On Behalf of | May 11, 2017 | Criminal Defense

New York motorists who are repeat DUI offenders might have their licenses permanently revoked. On May 9, the state’s top court ruled that the state’s DMV policy does not conflict with existing state law.

According to the regulation, people with at least five convictions related to driving under the influence of alcohol or drugs in their lifetime or someone with a serious driving offense and three convictions for alcohol or drug-related driving offenses in the past 30 years could not have their license reinstated. Since 2012, over 13,600 applications for reinstatement have been denied.

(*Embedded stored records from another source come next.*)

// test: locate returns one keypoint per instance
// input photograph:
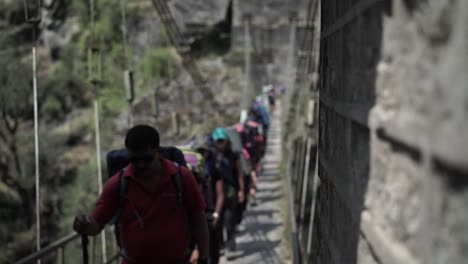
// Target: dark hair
(142, 136)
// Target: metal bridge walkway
(262, 240)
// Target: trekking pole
(84, 244)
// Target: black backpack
(117, 160)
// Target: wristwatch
(203, 260)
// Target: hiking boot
(253, 201)
(240, 228)
(230, 255)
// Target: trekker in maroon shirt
(152, 225)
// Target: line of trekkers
(181, 204)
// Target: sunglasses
(145, 158)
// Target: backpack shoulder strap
(123, 187)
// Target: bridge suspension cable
(95, 77)
(34, 19)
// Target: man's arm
(240, 177)
(201, 233)
(105, 209)
(219, 199)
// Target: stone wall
(393, 144)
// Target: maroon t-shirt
(163, 237)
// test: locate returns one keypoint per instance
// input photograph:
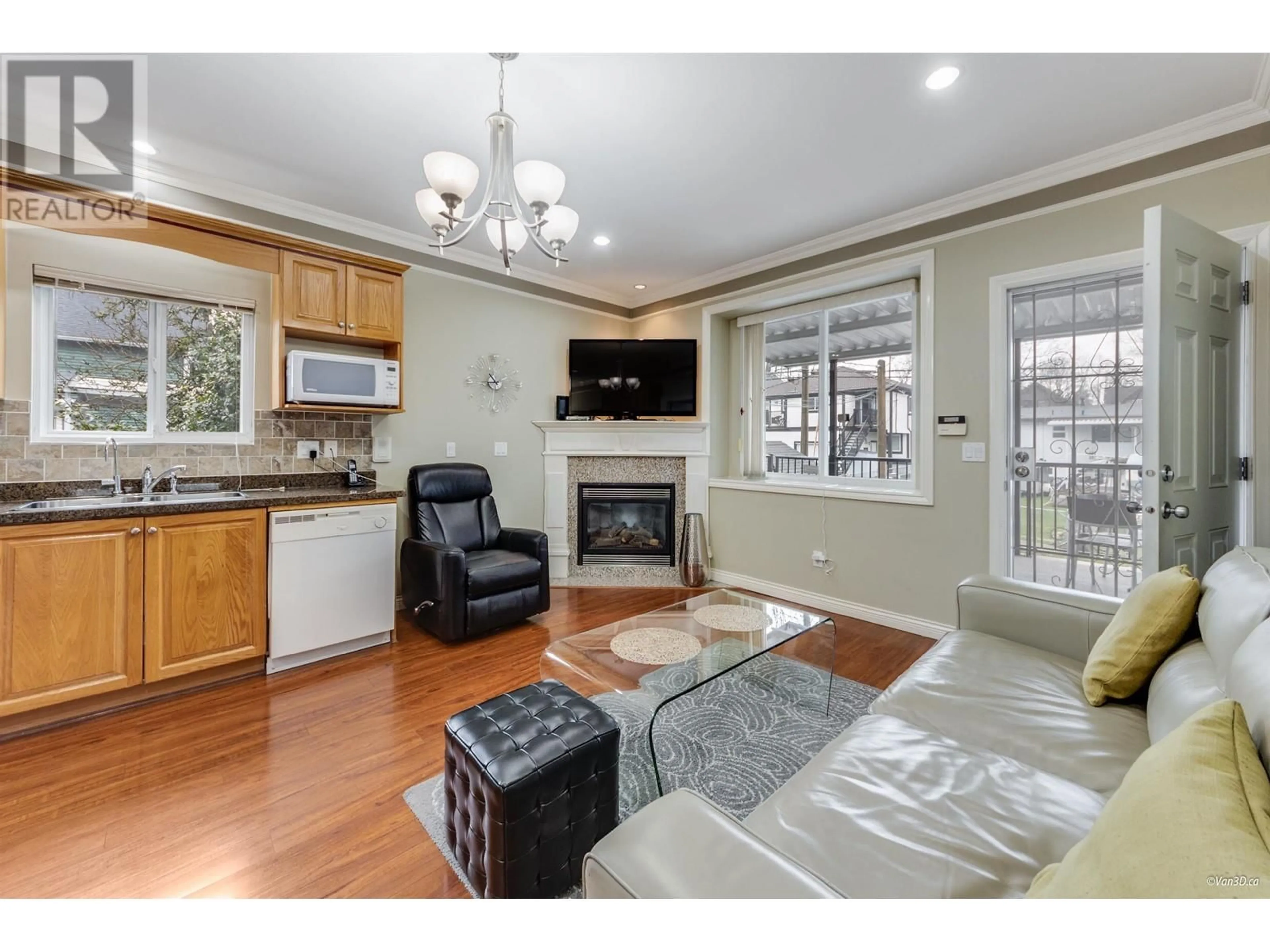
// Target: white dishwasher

Three people who were repeat offenders had filed the lawsuit. They had argued that the policy, which began in 2012 during the administration of Gov. Andrew Cuomo, was improperly applied and overreached. However, the state court of appeals issued a unanimous 5-0 ruling. In the ruling, a judge wrote that the law was reasonable and fell within the DMV’s area of expertise.

As this case demonstrates, a conviction for drunk driving can have a serious long term effect on people’s lives. For example, people who are struggling with an addiction might accumulate several charges over just a few years and then be unable to drive even if they overcome it. Therefore, a person who is facing DUI charges might want to talk to an attorney about whether it is possible to get them dismissed or reduced. Charges could be dismissed if law enforcement violated the person’s rights at any point. It is possible that a Breathalyzer could be improperly administered, or people might even have a reaction to a medication that makes them appear as though they are under the influence.